VSI generates turbulence in full 3D protoplanetary discs.

Particles show overdensities up to 5 times the average.

Low relative velocities facilitate particle growth.

Abstract

Among the candidates for generating turbulence in accretion discs in situations with low intrinsic ionization the vertical shear instability (VSI) has become an interesting candidate, as it relies purely on a vertical gradient in the angular velocity. Existing simulations have shown that $\alpha$-values a few times $10^{-4}$ can be generated. The particle growth in the early planet formation phase is determined by the dynamics of dust particles. Here, we address in particular the efficiency of VSI-turbulence in concentrating particles in order to generate overdensities and low collision velocities.
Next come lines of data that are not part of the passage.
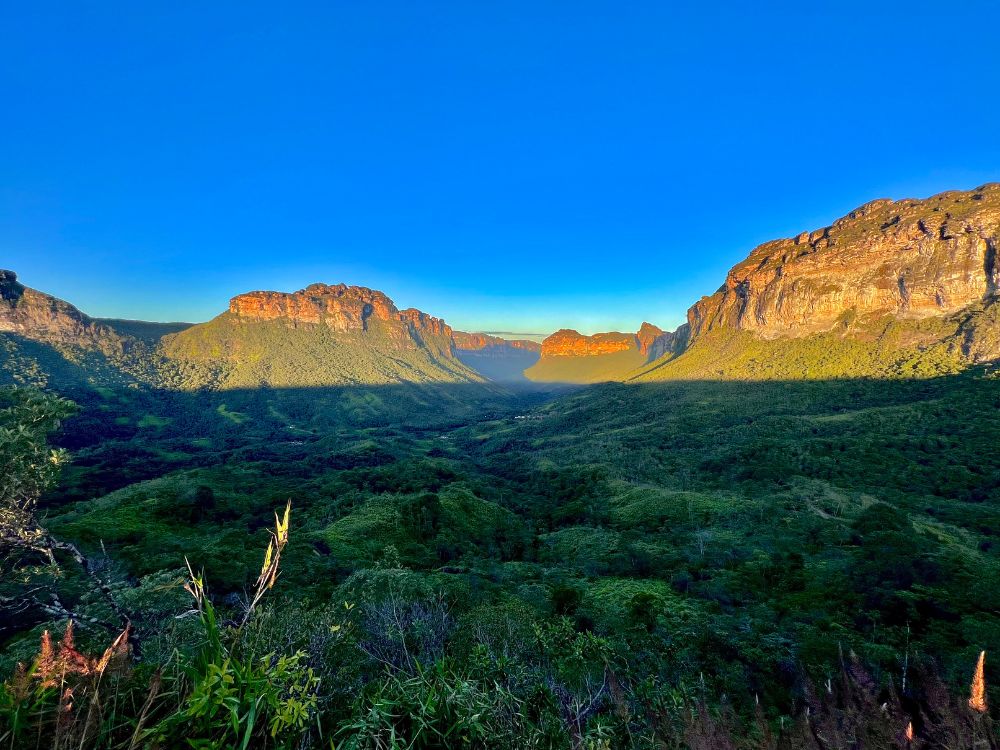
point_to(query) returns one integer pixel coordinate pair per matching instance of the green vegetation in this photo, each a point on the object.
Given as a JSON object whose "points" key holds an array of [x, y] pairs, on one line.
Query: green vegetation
{"points": [[627, 565], [591, 369]]}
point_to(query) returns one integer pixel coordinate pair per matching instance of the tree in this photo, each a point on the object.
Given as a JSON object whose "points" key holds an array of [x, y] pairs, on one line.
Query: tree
{"points": [[30, 467]]}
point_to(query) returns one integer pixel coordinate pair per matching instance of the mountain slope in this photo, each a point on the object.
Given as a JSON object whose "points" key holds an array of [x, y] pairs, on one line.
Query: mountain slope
{"points": [[319, 336], [568, 356], [501, 360], [895, 288]]}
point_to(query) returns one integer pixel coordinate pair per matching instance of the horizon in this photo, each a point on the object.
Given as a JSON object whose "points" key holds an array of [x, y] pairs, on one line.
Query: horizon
{"points": [[515, 168]]}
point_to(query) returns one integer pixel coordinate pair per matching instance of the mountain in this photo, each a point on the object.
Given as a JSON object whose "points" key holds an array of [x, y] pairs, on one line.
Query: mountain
{"points": [[34, 315], [570, 357], [319, 336], [895, 288], [500, 360]]}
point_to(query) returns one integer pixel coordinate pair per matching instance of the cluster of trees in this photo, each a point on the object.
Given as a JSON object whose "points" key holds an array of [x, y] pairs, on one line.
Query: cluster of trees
{"points": [[695, 565]]}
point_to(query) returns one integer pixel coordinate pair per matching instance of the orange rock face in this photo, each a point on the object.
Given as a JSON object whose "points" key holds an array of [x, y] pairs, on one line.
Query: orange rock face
{"points": [[910, 258], [476, 341], [340, 307], [651, 341], [570, 343]]}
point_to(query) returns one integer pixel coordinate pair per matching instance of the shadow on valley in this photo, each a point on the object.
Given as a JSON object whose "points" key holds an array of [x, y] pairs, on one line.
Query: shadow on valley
{"points": [[732, 538]]}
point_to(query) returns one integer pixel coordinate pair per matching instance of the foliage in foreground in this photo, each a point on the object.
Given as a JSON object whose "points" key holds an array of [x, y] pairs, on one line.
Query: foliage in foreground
{"points": [[629, 614]]}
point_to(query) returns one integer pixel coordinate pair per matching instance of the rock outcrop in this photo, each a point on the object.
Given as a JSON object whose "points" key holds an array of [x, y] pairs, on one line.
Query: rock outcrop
{"points": [[906, 258], [325, 334], [502, 360], [484, 341], [41, 317], [339, 307]]}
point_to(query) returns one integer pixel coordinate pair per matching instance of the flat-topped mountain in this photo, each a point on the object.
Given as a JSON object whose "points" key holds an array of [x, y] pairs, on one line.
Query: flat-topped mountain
{"points": [[895, 288], [908, 258], [502, 360], [569, 356], [34, 315], [321, 335]]}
We perform 3D numerical hydrodynamical simulations of accretion discs around young stars that include radiative transport and irradiation from the central star. The motion of particles within a size range of a fraction of mm up to several m is followed using standard drag formula. We confirm that under realistic conditions the VSI is able to generate turbulence in full 3D protoplanetary discs. The irradiated disc shows turbulence within 10 to 60au. The mean radial motion of the gas is such that it is directed inward near the midplane and outward in the surface layers. We find that large particles drift inward with the expected speed, while small particles can experience phases of outward drift. Additionally, the particles show bunching behaviour with overdensities reaching 5 times the average value, which is strongest for dimensionless stopping times around unity. Particles in a VSI-turbulent discs are concentrated in large scale turbulent eddies and show low relative speeds that allow for growing collisions. The reached overdensities will also allow for the onset streaming instabilities further enhancing particle growth. The outward drift for small particles at higher disk elevations allows for the transport of processed high temperature material in the Solar System to larger distances.